It was a docile, friendly creature, christened by its donor "Pegasus," in order not to lay too much emphasis on its sex (the Major was rather nice in such matters). And it soon learned to nuzzle Joan for sugar and follow her about the yard like a big dog, looking quite injured and surprised that she did not take it into the house with her. In her delight and gratitude, Joan almost forgot to wonder whether the horse-raising cousin had been paid for Pegasus, and by whom.

The possession of a horse automatically increased her acquaintance with human nature, introducing her to an element of Louisville society hitherto unknown to her except at a distance—the negro. Mrs. Darcy employed, with the exception of a chauffeur and a yard-boy, what she designated as "white help." She, like Ellen Neal, had an inherent distrust of a black skin. But wherever there is a good horse may also be found, drawn by an irresistible affinity, all the male negroes of the vicinity.
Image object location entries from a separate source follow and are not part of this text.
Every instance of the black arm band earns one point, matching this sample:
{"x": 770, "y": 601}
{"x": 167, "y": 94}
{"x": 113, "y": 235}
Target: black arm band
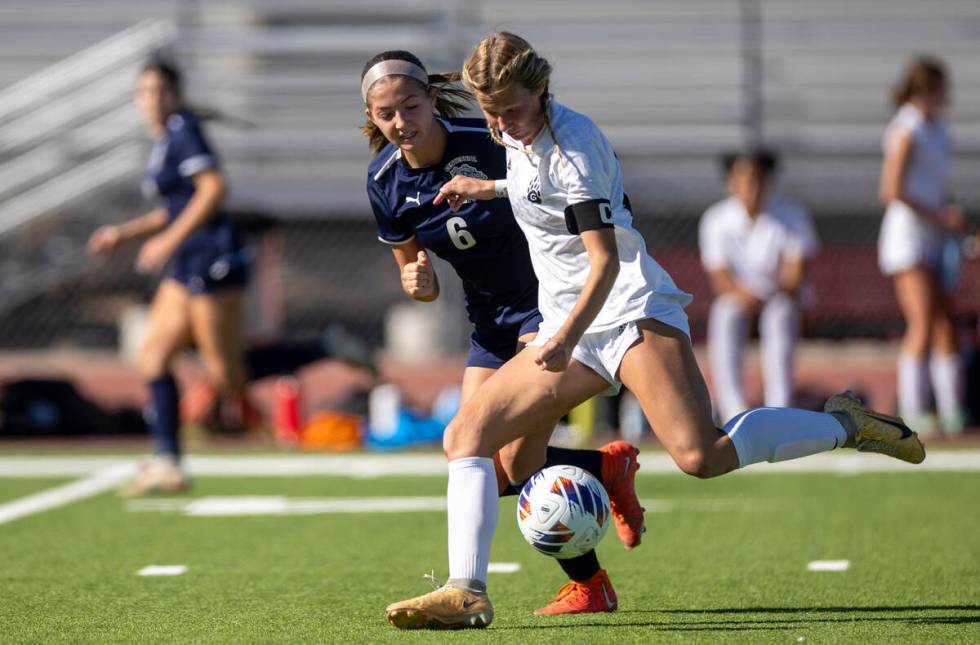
{"x": 588, "y": 216}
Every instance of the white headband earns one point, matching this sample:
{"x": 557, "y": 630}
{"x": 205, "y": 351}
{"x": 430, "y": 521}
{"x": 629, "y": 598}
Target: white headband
{"x": 389, "y": 67}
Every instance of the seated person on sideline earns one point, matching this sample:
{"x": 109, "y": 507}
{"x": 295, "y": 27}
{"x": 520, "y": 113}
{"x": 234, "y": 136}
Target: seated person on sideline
{"x": 754, "y": 247}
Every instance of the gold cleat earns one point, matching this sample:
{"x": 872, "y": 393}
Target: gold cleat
{"x": 445, "y": 608}
{"x": 876, "y": 432}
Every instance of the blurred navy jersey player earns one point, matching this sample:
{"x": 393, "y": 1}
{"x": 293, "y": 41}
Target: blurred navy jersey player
{"x": 202, "y": 260}
{"x": 212, "y": 256}
{"x": 419, "y": 145}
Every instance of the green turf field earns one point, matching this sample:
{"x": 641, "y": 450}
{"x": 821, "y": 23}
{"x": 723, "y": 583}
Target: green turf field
{"x": 723, "y": 561}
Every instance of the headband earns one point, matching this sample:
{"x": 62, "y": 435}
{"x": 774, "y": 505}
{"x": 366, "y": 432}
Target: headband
{"x": 389, "y": 67}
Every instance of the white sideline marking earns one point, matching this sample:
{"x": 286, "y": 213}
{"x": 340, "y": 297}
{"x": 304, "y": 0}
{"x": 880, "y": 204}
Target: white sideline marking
{"x": 99, "y": 482}
{"x": 369, "y": 466}
{"x": 503, "y": 567}
{"x": 162, "y": 570}
{"x": 829, "y": 565}
{"x": 279, "y": 505}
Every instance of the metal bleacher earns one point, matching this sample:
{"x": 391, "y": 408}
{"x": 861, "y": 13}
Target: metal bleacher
{"x": 671, "y": 82}
{"x": 668, "y": 81}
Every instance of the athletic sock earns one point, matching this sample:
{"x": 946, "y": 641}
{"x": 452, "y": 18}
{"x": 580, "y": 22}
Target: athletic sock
{"x": 778, "y": 434}
{"x": 946, "y": 384}
{"x": 581, "y": 568}
{"x": 472, "y": 509}
{"x": 164, "y": 422}
{"x": 912, "y": 387}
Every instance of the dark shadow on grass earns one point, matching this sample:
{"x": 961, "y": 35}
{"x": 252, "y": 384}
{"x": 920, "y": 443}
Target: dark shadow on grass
{"x": 801, "y": 610}
{"x": 739, "y": 624}
{"x": 658, "y": 626}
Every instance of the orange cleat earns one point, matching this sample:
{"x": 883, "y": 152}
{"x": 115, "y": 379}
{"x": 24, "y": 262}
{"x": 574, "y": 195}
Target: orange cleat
{"x": 619, "y": 466}
{"x": 594, "y": 595}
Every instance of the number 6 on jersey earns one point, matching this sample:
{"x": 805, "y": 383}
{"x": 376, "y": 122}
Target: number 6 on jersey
{"x": 462, "y": 239}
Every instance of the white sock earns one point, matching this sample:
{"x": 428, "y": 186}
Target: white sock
{"x": 472, "y": 505}
{"x": 779, "y": 325}
{"x": 912, "y": 387}
{"x": 728, "y": 333}
{"x": 946, "y": 384}
{"x": 778, "y": 434}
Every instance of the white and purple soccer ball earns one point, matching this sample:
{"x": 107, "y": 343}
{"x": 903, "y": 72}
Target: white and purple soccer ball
{"x": 563, "y": 511}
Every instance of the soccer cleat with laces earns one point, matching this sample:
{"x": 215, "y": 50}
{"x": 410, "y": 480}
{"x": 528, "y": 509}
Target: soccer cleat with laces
{"x": 875, "y": 432}
{"x": 445, "y": 608}
{"x": 594, "y": 595}
{"x": 619, "y": 466}
{"x": 157, "y": 475}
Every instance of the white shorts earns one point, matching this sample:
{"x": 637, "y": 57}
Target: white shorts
{"x": 603, "y": 351}
{"x": 907, "y": 240}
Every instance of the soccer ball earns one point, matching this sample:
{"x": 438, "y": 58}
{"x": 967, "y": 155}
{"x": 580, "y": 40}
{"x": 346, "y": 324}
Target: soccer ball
{"x": 563, "y": 511}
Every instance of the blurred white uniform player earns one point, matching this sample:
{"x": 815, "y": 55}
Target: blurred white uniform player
{"x": 754, "y": 247}
{"x": 919, "y": 218}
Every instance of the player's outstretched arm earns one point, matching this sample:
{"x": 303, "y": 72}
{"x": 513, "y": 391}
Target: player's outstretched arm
{"x": 460, "y": 188}
{"x": 106, "y": 239}
{"x": 418, "y": 276}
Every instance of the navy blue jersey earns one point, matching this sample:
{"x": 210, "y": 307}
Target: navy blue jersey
{"x": 481, "y": 241}
{"x": 175, "y": 158}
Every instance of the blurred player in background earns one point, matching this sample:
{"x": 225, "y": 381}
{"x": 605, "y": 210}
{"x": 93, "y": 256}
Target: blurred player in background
{"x": 919, "y": 214}
{"x": 754, "y": 247}
{"x": 610, "y": 315}
{"x": 419, "y": 145}
{"x": 200, "y": 296}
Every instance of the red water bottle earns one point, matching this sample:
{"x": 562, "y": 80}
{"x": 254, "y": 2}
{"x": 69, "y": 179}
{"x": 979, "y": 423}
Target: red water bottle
{"x": 286, "y": 420}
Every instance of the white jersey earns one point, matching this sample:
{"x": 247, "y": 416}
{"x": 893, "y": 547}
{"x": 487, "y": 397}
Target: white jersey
{"x": 751, "y": 249}
{"x": 926, "y": 178}
{"x": 542, "y": 181}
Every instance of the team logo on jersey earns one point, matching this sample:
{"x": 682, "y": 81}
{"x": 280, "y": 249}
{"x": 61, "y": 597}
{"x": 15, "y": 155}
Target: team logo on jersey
{"x": 534, "y": 191}
{"x": 461, "y": 166}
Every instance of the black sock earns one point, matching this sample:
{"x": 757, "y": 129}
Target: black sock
{"x": 588, "y": 460}
{"x": 165, "y": 417}
{"x": 581, "y": 568}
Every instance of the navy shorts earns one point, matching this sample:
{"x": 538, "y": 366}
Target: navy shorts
{"x": 492, "y": 346}
{"x": 206, "y": 271}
Joan, advised and assisted by the chauffeur, the yard-boy, and innumerable colored acquaintances from the alley, soon learned more about horses and horsemanship than could have been taught her in all the riding-schools in the world. Pegasus was brought up literally by hand. The yard-boy proved himself particularly adept, though how he came by so much knowledge of horse-flesh in his eighteen ragged years of cutting grass and whitening front steps and washing windows, was a puzzle to Joan. She asked him once.

"Huccom I knows how to do wif hawses?" he repeated, scratching his head. "Laws, Miss Joan, I dunno! Huccum I knows how to chaw terbacca, or to w'istle thoo my teef? Reck'n I was jes' natchelly bo'n dat-away."

She wondered what, with the gradual disappearance of the horse, would become of his friend the negro. Perhaps both, like the Indian, were doomed soon to become a legend in the land....

Richard Darcy formed quite a habit of dropping in at the stable himself to give Joan the benefit of his advice and inexperience; and his attitude toward their colored visitors was a source of never-failing interest to her. He treated them with an off-hand casualness quite impossible to his daughter, to whom they were a race apart, to be pitied and dealt with gently. The Major dealt with them anything but gently. He bullied them, swore at them, ordered them around as if they were still goods and chattels, and apparently they loved him for it. One and all they sprang to his least suggestion, from the humblest alley-rat of the neighborhood to the haughtiest chauffeur—and there is nothing haughtier in the world than a colored man in livery. At the same time, they felt quite free to confide in him the most intimate details of their private lives; and they asked without reserve for anything of his that took their fancy. His cigars, his small change, the very clothes on his back, were not sacred from their requisition.

"Please, Major, gimme two-bits?" one of them would suggest tentatively.

"What do you want two-bits for, you infernal beggar?"

"To buy me a drink with, please, suh. My th'oat's dusty."

"A damn good reason for a damn impudent request," Richard Darcy would grumble, his hand going into his pocket.